Maybe that answers my question, because that must kill nationalisation off straight away. No way can you have a press that is not independent. But maybe he’s playing devils advocate.
“You have to have a system in place that divorces control of the means of production from control of the production.”
Which means what?
“The nation owns the printing presses, right. It pays various groups of editors and journalists and print workers to produce various newspapers. It doesn’t have to judge which are worthy and which aren’t”.
Oh yes it does. Say I want to produce a newspaper. Do I just turn up and ask for my share of the press. Me and every one else each with our own different opinions. Say we all produce some outline of our paper. Someone has to decide which gets printed – my football and music rag or Tom’s croquet weekly or Dick’s racism today.
“You’d need to create an independent review body.” He’s thinking hard as he says this and I’m not sure whether he’s stumped or not. It’s still not clear whether this is a question of deeply held beliefs or an exercise in coming up with a solution to any problem we might throw up. “It all boils down to having a strong and knowledgeable electorate able to understand the issues and elect a body capable of independent rather than self interested thought.”
“You sound like Mary,” I said. “it’s just the sort of thing she’d say.”
Mary. I wonder what she’s up to. Nick didn’t notice my sudden silence.
“You know Mary, don’t you,” he said. “She’s a bit upset. Apparently she fancied that guy that Sally’s started going out with. We should take her out and get her drunk. Cheer her up a bit”
Was it true? I knew Sally and Gray were seeing each other – it had probably started over the weekend cos I saw them over at Chamberlain for breakfast on the Monday morning. You couldn’t really keep that sort of stuff quiet cos the cleaners came round at about nine thirty to throw everyone out of their bedrooms. Not that everyone wanted to keep their conquests quiet.
So, Mary was upset. Excellent. No I don’t mean that, I mean maybe that was why she said no. You know. Jeez, what do I do?
Actually nothing. Maybe I should have gone straight round and tried to cheer her up, maybe not. But I didn’t have a clue what I should do, so I did nothing for the next couple of days, not wanting to put my foot in it. Then on Saturday, a group of us went for a walk around the golf course, which was something we did every so often, and Mary came along. I enjoyed the walk, which was a bit of country and then a stroll round some pretty big houses, the golf course being right next to a wealthy estate.
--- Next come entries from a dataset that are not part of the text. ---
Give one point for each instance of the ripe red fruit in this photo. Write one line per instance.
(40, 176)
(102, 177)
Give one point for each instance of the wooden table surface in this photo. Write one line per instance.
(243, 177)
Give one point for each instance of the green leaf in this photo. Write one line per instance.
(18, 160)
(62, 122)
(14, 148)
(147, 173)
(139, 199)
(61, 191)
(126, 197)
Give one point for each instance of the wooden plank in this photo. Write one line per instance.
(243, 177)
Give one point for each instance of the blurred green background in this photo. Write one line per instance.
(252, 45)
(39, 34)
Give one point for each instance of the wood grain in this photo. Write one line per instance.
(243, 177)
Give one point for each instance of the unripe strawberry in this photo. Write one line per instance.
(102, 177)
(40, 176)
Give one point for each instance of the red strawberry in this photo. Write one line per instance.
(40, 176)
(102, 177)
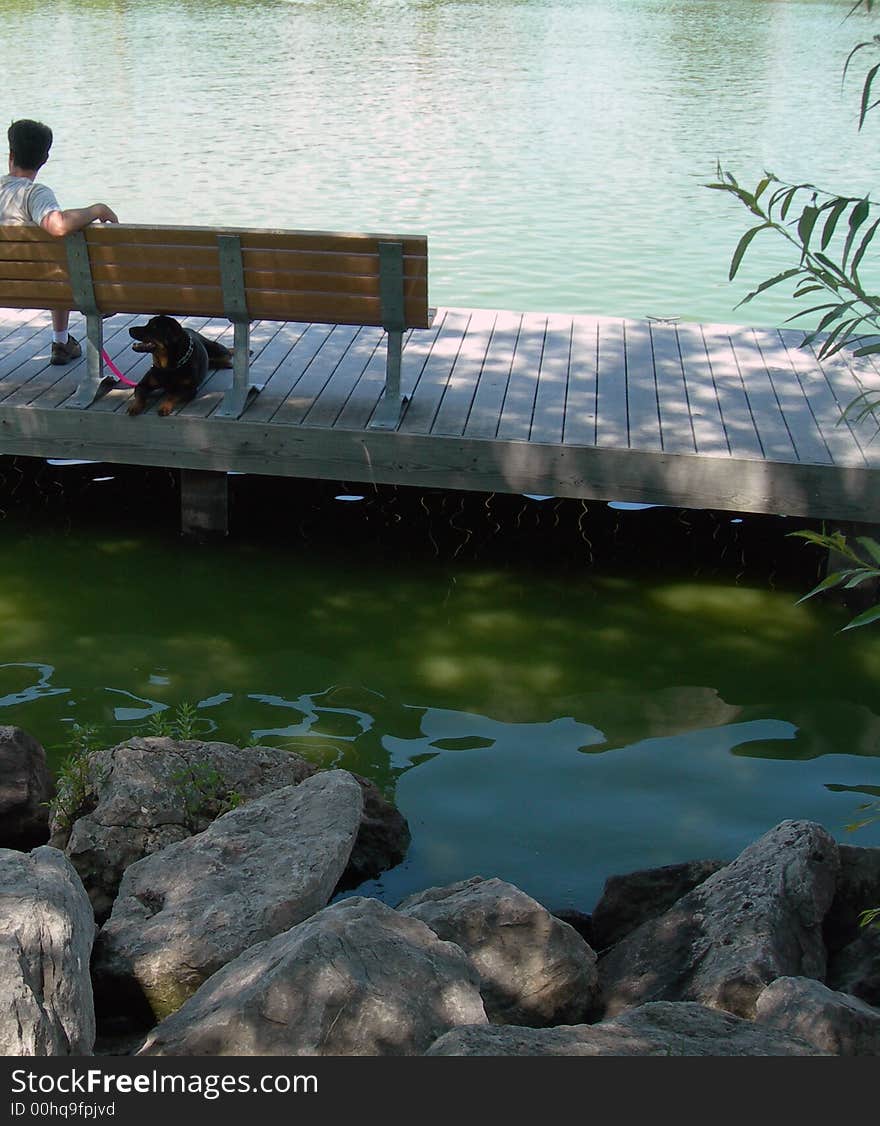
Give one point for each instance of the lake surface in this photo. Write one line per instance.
(553, 691)
(554, 151)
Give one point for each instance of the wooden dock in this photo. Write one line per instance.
(692, 416)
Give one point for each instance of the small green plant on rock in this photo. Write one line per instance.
(204, 793)
(74, 783)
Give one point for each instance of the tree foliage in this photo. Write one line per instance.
(832, 239)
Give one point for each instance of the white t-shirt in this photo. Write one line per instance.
(23, 200)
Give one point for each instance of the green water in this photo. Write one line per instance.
(554, 151)
(554, 693)
(551, 691)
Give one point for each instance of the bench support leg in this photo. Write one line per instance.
(96, 383)
(241, 392)
(204, 503)
(388, 412)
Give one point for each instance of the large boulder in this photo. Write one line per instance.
(535, 968)
(26, 789)
(145, 794)
(358, 979)
(629, 900)
(756, 919)
(660, 1028)
(833, 1021)
(46, 935)
(186, 911)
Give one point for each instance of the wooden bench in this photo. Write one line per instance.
(242, 274)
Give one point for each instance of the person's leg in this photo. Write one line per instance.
(64, 348)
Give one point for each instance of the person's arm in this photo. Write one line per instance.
(60, 223)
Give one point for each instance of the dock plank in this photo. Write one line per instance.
(548, 420)
(580, 425)
(517, 412)
(738, 422)
(674, 407)
(643, 405)
(596, 408)
(709, 434)
(485, 409)
(612, 413)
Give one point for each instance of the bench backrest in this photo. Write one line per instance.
(316, 276)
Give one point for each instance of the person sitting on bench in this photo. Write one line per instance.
(24, 199)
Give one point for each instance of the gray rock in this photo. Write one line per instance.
(629, 900)
(660, 1028)
(756, 919)
(535, 970)
(832, 1021)
(146, 794)
(185, 912)
(26, 788)
(856, 967)
(46, 935)
(358, 979)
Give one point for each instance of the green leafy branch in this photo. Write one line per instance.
(818, 220)
(846, 578)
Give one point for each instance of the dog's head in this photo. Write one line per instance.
(162, 336)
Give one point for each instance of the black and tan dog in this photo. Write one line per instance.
(181, 358)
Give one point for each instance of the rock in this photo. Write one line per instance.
(186, 911)
(658, 1028)
(46, 935)
(756, 919)
(535, 970)
(26, 789)
(629, 900)
(146, 794)
(858, 890)
(358, 979)
(855, 968)
(383, 838)
(832, 1021)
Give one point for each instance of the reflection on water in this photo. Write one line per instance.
(553, 691)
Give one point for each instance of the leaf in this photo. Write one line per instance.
(788, 199)
(863, 619)
(807, 222)
(742, 247)
(827, 583)
(771, 282)
(858, 216)
(871, 546)
(867, 94)
(837, 208)
(862, 577)
(863, 246)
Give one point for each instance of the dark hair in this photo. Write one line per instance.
(29, 143)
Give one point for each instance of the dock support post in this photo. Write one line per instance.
(204, 503)
(388, 412)
(235, 306)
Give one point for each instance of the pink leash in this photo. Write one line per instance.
(116, 371)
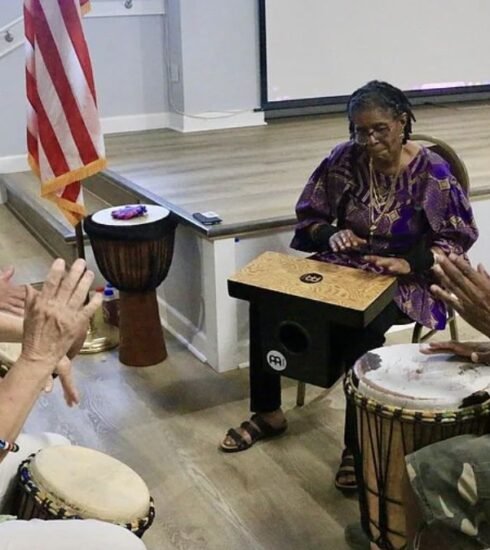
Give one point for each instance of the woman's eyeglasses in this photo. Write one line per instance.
(362, 135)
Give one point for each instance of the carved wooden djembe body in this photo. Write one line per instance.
(134, 256)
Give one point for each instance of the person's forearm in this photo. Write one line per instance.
(11, 328)
(19, 391)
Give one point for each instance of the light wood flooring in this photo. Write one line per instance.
(165, 421)
(252, 175)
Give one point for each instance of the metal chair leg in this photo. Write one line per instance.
(417, 333)
(300, 394)
(453, 329)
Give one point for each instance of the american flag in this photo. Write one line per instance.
(64, 139)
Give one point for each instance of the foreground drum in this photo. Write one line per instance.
(406, 400)
(135, 256)
(69, 482)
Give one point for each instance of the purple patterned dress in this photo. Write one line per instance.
(427, 203)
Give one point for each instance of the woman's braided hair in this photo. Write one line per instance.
(381, 95)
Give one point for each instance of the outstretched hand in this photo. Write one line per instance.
(391, 265)
(12, 297)
(345, 240)
(478, 352)
(57, 316)
(466, 289)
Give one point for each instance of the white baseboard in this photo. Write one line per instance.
(134, 123)
(215, 121)
(183, 330)
(14, 163)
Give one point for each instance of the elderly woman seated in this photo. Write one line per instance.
(381, 203)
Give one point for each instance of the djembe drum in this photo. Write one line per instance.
(134, 256)
(404, 401)
(69, 482)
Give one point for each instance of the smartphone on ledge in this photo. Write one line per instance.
(207, 218)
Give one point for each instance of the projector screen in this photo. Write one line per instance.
(319, 51)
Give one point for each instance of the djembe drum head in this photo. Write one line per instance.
(134, 255)
(404, 401)
(66, 482)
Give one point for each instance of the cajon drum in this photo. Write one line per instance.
(293, 302)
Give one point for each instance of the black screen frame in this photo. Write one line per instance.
(468, 92)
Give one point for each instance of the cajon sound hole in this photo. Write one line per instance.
(293, 337)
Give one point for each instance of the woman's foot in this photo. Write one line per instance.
(260, 426)
(345, 479)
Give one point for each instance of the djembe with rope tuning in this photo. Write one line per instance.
(134, 255)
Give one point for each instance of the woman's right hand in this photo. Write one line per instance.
(478, 352)
(345, 239)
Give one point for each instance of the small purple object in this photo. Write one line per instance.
(129, 212)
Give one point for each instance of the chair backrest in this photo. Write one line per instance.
(445, 151)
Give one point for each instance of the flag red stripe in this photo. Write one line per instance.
(29, 26)
(32, 147)
(47, 136)
(52, 60)
(74, 28)
(71, 192)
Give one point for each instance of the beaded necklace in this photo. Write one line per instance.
(377, 199)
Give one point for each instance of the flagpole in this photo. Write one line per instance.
(79, 241)
(97, 338)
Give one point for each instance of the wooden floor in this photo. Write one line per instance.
(165, 421)
(249, 175)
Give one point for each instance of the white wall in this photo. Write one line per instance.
(480, 251)
(212, 45)
(128, 59)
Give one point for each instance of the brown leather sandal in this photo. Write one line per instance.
(257, 428)
(345, 479)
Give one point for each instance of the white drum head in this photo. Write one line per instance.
(154, 213)
(91, 483)
(401, 376)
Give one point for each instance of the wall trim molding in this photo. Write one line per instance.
(182, 329)
(134, 123)
(117, 8)
(149, 121)
(215, 121)
(14, 163)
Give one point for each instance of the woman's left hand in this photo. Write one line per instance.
(394, 266)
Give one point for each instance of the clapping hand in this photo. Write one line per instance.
(56, 318)
(466, 289)
(345, 240)
(478, 352)
(391, 265)
(12, 297)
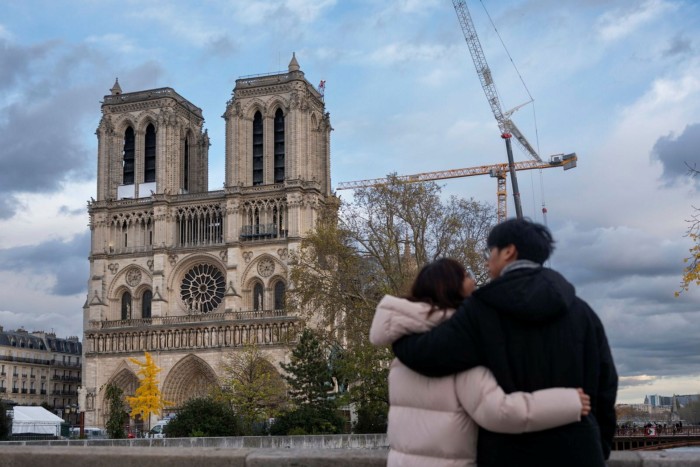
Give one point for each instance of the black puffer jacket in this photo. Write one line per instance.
(532, 331)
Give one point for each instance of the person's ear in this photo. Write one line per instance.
(510, 252)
It was funny, I was admiring these places and imagining myself in them, Mary was denouncing them and their owners as symbols of everyone who’d ever ripped her dad off. At least she was in a good frame of mind. Actually it was the same day as the Chamberlain Christmas party, so everyone was in a good mood.
I found I could ask what seemed like intelligent questions of Mary, or at least, repeat some of the stuff Nick had said and sound as if I knew what I was talking about. Would she nationalise the banks? She would. Would she nationalise everything? No she wouldn’t. Not the corner shop or the local butcher. How could she guarantee that a nationalised press would be free? She would run it like the BBC. Was she coming to the party tonight? Yes she was.
And when we got back I heard Forest had won 4-2 so I was truly over the moon, even though Wolves had won 4-0 and gone back above us on goal average. Bastids.